Disposta a expandir este segmento e a repetir a sua já conhecida liderança mundial, a General Eletric adquire em 2000 a Showpower, incluindo a filial Brasil. Desde então importou mais geradores e já planeja abrir mais escritórios em nosso país e na América Latina, o que a fez abrir a divisão GE Energy Rentals. O Rock in Rio 3, aliás, foi um bom motivo para a chegada de cinco geradores: três de 1250 kW e dois de 840 kW, imediatamente incorporados à "frota" daqui.
O festival mobilizou uma equipe de 30 pessoas, boa parte delas envolvida na permanente monitoração de geradores e sistemas de ar condicionado, segmento também atendido pela empresa. Como backup, a GE instalou nos principais pontos do Rock in Rio unidades que trabalham em paralelo, dividindo e assumindo a carga quando necessário.

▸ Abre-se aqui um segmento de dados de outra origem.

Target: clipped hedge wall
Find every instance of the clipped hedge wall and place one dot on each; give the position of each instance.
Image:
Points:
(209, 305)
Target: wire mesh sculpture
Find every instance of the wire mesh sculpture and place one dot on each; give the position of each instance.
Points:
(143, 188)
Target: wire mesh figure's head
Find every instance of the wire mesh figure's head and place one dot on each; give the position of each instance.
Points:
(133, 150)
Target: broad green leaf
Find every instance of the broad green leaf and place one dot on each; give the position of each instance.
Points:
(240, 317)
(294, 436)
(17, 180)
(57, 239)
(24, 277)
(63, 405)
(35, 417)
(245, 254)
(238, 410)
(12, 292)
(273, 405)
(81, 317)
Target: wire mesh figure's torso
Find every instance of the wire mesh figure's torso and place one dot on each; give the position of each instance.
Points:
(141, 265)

Além disso, alguns geradores possuíam disjuntores com parâmetros digitais ajustáveis.
M&T conversou com o engenheiro Luiz Braga, diretor geral da GE Energy Rentals no Brasil, numa das dezenas de contêineres/ escritórios espalhados pela cidade do Rock.

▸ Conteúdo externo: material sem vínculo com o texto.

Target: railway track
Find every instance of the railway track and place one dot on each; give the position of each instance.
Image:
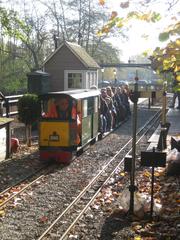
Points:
(75, 210)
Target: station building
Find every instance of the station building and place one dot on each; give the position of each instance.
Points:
(71, 67)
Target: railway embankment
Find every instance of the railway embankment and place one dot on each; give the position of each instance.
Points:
(30, 213)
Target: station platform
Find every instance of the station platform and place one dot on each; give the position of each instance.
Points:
(173, 117)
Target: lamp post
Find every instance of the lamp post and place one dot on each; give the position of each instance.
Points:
(115, 73)
(102, 79)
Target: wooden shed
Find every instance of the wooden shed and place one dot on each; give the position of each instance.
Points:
(71, 67)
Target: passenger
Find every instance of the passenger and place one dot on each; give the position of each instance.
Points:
(111, 106)
(105, 116)
(125, 100)
(121, 113)
(176, 94)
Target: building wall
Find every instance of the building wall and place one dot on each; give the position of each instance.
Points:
(62, 60)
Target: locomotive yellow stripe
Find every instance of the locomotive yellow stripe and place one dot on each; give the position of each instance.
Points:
(54, 134)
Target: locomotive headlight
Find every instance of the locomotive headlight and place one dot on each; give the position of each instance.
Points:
(54, 137)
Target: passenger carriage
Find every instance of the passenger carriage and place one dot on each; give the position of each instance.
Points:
(69, 120)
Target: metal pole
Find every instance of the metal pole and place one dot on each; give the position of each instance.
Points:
(132, 187)
(152, 191)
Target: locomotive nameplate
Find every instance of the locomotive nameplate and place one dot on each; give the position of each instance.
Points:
(54, 137)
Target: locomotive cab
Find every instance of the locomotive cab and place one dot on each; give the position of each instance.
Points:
(68, 121)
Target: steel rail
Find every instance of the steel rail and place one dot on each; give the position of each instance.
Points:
(95, 178)
(100, 188)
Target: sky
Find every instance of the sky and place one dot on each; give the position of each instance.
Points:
(136, 44)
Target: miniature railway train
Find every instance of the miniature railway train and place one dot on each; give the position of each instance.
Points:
(69, 120)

M&T: Como a GE e a Showpower se juntaram?
Luís Braga: A GE comprou a Showpower há um ano. A GE não atuava no mercado de locação, nem de geradores e nem de ar condicionado. A decisão de investir nessa área surgiu em 1999 e a expansão veio com a aquisição da Showpower. A intenção é se espalhar para outros países da América Latina.
M&T: Quantos geradores a GE instalou no Rock in Rio 3?
Luís Braga: São 42 geradores. Temos 15 mW (megawatts) instalados, incluindo a redundância e o fornecimento de ar condicionado (1 mW divididos entre a sala de imprensa, os dois Cyber Space, as duas áreas vips e a tenda Mundo Melhor). O Mundo é o palco que nós temos mais preocupação, são quase seis mW, o que representa três vezes o necessário. O fator de risco é bem baixo. A redundância está centrada nos locais de evento como o palco Mundo e as tendas Raízes e Brasil. A mesma coisa com relação a alimentação e bebidas porque a interrupção pode gerar certa confusão. No resto nós não temos redundância, e sim geradores de emergência.